Shanxi Datong a tertiary hospital doctors exposed themselves to receive more than 500,000 kickbacks, doctors take kickbacks common?

If as a doctor, I don't agree with the various reasons and excuses given in some of the answers for doctors taking kickbacks.

Taking kickbacks is a crime in itself, and just because there are more people taking kickbacks doesn't make it legal, and just because a doctor's income isn't proportional to his or her effort doesn't make it reasonable.

But if you ask me if I would take kickbacks? The answer is yes. Because the cost of breaking the law is too low, the drug dealers are too sincere in their intentions, and their own income is too small.? I won't give any reason or excuse for breaking the law, but sorry, I have a family to feed.?
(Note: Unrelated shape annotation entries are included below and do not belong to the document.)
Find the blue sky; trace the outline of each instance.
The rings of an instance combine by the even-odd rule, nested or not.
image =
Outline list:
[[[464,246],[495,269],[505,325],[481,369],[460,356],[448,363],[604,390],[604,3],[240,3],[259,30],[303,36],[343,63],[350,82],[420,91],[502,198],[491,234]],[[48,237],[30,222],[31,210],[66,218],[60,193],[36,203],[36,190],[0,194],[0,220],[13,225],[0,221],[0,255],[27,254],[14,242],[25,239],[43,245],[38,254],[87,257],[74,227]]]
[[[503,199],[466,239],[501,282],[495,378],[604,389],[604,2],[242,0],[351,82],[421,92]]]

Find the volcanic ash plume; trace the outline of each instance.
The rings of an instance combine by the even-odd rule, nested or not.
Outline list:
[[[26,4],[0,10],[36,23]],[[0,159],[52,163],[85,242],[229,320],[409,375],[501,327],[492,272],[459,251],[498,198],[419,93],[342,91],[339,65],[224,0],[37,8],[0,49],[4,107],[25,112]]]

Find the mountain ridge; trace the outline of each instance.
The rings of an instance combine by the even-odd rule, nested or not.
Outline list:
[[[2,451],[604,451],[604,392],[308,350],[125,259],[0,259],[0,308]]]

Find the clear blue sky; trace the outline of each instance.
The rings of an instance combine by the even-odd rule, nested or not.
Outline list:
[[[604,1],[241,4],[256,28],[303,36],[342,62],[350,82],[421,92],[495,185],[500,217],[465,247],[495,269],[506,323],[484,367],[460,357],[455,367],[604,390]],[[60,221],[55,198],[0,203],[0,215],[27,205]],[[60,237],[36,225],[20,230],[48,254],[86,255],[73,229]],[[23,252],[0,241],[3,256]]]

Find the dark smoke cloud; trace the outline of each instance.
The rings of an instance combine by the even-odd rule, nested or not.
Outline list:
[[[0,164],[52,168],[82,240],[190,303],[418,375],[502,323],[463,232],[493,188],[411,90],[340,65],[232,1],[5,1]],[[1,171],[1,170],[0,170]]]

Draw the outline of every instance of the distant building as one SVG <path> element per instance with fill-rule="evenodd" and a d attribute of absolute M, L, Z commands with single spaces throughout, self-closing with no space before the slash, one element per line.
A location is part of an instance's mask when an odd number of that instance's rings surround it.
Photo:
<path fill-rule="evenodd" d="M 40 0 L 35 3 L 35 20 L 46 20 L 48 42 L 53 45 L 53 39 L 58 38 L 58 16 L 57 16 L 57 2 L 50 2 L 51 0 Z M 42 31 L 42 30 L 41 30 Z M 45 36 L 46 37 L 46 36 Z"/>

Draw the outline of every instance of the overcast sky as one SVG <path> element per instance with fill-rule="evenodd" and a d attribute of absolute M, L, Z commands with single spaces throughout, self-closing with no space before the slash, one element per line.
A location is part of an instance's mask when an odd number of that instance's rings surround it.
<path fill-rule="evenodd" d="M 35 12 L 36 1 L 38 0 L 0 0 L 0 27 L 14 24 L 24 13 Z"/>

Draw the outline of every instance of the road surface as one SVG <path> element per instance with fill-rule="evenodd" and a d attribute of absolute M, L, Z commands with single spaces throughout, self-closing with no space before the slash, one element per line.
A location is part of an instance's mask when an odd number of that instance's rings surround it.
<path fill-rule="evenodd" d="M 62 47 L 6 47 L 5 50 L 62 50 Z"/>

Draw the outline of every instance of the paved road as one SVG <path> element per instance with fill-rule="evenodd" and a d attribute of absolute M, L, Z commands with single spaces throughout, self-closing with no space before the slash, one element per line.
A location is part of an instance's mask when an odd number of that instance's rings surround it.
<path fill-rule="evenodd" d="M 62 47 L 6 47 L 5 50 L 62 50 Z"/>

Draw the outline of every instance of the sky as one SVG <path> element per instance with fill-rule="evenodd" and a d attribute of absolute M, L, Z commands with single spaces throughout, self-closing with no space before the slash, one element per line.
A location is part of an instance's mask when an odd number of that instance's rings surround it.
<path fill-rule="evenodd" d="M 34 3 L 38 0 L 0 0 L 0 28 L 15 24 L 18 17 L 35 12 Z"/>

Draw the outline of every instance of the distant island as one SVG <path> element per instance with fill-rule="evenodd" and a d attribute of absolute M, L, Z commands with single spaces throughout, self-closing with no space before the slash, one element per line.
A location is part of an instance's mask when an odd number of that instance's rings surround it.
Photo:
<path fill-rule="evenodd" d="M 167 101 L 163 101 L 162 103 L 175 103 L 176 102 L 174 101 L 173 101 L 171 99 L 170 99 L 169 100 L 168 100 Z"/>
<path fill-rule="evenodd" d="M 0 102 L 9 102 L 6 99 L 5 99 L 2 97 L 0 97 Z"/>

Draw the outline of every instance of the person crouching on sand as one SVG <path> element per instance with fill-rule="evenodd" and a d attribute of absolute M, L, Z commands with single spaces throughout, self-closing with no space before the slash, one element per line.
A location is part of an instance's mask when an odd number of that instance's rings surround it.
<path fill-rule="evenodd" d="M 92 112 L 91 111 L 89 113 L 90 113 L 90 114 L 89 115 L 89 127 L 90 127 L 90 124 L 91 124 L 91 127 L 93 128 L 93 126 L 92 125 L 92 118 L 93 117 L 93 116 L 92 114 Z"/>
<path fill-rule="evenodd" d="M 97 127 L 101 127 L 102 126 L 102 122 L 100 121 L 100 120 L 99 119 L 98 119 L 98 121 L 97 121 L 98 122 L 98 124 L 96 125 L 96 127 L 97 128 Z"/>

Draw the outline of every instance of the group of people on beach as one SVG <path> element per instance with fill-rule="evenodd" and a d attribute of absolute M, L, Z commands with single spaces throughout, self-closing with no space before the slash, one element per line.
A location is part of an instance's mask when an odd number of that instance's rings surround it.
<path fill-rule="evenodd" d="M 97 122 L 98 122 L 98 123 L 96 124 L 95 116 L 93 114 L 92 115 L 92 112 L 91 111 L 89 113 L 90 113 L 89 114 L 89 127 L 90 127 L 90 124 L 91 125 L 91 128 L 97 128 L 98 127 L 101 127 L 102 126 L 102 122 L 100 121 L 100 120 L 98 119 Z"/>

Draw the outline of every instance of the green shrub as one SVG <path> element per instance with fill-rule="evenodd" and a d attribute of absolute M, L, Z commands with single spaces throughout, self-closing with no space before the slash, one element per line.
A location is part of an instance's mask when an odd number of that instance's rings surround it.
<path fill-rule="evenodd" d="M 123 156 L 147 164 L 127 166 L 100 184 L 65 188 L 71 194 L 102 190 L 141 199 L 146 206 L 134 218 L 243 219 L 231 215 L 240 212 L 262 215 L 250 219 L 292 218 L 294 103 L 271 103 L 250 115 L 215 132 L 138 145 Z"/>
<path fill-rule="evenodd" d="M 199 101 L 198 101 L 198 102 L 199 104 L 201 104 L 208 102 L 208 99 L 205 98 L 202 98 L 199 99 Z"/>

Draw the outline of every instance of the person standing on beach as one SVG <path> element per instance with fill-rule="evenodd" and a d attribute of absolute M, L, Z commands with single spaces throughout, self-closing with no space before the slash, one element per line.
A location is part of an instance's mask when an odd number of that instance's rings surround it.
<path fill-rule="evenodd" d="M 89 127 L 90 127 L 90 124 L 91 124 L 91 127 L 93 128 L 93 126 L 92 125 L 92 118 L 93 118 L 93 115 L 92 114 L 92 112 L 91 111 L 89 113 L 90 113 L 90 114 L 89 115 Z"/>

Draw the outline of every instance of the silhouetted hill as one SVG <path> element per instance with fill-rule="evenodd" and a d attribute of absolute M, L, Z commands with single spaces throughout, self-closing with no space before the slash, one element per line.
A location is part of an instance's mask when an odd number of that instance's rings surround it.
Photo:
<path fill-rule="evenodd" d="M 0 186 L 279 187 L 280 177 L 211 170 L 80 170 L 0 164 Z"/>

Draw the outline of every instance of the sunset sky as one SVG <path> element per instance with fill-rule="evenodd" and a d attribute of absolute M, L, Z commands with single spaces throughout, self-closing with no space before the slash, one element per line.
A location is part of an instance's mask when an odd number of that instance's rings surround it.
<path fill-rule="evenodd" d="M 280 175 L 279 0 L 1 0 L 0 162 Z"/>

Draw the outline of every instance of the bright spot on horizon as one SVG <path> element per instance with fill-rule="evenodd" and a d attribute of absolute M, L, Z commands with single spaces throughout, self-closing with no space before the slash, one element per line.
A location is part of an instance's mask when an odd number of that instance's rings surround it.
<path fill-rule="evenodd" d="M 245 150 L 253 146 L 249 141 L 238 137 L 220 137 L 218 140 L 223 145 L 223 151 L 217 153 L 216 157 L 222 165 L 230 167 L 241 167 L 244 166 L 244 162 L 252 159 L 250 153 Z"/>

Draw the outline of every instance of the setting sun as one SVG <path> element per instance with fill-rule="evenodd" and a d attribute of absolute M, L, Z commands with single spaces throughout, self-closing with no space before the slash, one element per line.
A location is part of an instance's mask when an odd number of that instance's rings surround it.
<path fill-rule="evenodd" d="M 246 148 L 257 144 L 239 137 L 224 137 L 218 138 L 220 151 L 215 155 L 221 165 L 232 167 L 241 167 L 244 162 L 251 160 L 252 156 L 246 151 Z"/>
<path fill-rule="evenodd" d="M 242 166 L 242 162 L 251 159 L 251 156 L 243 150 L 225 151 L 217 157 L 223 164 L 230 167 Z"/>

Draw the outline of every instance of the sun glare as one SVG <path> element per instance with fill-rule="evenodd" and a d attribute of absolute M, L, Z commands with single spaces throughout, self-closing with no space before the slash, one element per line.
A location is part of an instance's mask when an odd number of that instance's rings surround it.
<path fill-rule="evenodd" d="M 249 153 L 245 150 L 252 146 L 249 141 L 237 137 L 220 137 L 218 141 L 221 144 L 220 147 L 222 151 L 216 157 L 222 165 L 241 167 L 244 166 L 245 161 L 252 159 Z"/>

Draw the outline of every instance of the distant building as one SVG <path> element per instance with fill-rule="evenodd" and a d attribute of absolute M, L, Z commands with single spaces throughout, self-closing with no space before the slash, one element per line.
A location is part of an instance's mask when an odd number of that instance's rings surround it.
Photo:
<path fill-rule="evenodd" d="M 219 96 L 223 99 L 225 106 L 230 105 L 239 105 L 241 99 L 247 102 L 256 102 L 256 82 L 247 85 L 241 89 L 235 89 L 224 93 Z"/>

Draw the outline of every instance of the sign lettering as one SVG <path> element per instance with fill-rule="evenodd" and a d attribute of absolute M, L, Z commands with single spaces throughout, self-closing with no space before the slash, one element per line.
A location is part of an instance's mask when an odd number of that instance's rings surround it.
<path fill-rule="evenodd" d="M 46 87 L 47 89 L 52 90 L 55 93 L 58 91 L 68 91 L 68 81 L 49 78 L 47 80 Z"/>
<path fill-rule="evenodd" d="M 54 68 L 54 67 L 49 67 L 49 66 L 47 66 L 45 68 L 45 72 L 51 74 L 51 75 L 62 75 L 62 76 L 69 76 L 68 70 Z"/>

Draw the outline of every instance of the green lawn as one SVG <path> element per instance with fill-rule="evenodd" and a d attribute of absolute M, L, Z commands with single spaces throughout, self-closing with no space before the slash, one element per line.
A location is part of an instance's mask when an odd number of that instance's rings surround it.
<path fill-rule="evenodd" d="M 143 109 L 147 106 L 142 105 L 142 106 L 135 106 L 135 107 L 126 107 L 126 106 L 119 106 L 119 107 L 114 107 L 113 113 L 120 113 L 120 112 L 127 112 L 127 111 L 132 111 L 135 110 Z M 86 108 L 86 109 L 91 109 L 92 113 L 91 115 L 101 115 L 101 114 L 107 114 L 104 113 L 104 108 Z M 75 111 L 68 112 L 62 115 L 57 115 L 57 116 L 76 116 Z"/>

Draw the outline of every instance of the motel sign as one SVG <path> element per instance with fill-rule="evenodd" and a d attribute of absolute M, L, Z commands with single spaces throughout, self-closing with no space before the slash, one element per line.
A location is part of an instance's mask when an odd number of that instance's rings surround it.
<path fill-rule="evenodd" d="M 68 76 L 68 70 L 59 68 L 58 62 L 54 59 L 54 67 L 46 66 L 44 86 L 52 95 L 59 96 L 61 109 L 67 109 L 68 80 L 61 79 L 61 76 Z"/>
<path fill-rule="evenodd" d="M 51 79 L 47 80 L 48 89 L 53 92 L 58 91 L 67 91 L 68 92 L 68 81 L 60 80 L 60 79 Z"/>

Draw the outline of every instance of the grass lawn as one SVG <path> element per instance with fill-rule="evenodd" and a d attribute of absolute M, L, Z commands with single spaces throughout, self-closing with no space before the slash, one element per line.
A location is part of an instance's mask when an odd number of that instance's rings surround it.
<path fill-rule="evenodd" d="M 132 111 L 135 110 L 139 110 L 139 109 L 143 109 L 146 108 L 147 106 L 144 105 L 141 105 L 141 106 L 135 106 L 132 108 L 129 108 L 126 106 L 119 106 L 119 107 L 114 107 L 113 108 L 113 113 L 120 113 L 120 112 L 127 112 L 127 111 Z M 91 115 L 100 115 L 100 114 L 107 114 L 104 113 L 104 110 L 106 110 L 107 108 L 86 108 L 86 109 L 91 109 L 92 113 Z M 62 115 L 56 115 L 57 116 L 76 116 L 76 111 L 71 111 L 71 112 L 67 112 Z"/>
Unethical behavior is inherently immoral, it doesn't become ethical just because you have to feed your family. Behavior we can understand, after all no one has a problem with money, but being condemned for being immoral you have to suffer. In fact the best way to wash your hands of this unethical behavior is to shift the consequences of this unethical behavior from the patients to the drug dealers, like the supermarkets squeezing the suppliers to the benefit of the people, this is the way to go.

Personally, I think the best way to do this is to raise doctors' salaries, something like ? high pay for low pay? and at the same time the separation of medicine. Of course, doing both is just minimizing kickbacks, while keeping doctors from using drugs for kickbacks. As long as patients need medication, the kickbacks will always be there, it's just a matter of how much or how little, because no one is going to mess with money.

There are also netizens who say, "Doctors around me will refer patients to drugs that are different in price but close in efficacy, so the choice is on the patient's side. As for the drugs themselves, the higher the price, the better the efficacy must be, there is no doubt about it. If the efficacy of a 100-dollar box of medicine is exactly the same as that of a 10-dollar box of medicine, the 100-dollar box of medicine will definitely be eliminated by the market economy. But this thing is really hard to say, for each individual, the effect of each drug will be different, such as diarrhea, basically only haloperidol is effective, but you also know that this kind of drug because it is too cheap has basically extinct. And that's if the patient has it in his or her mind. More often than not, for some other conditions, every word the doctor says is extremely important, and the patient has no ability to differentiate between the drugs the doctor dispenses. I don't disagree with you when you say that expensive medicines work well in general, but what about quantity? Should you dispense one box or two boxes of a certain drug? This is all up to the doctor.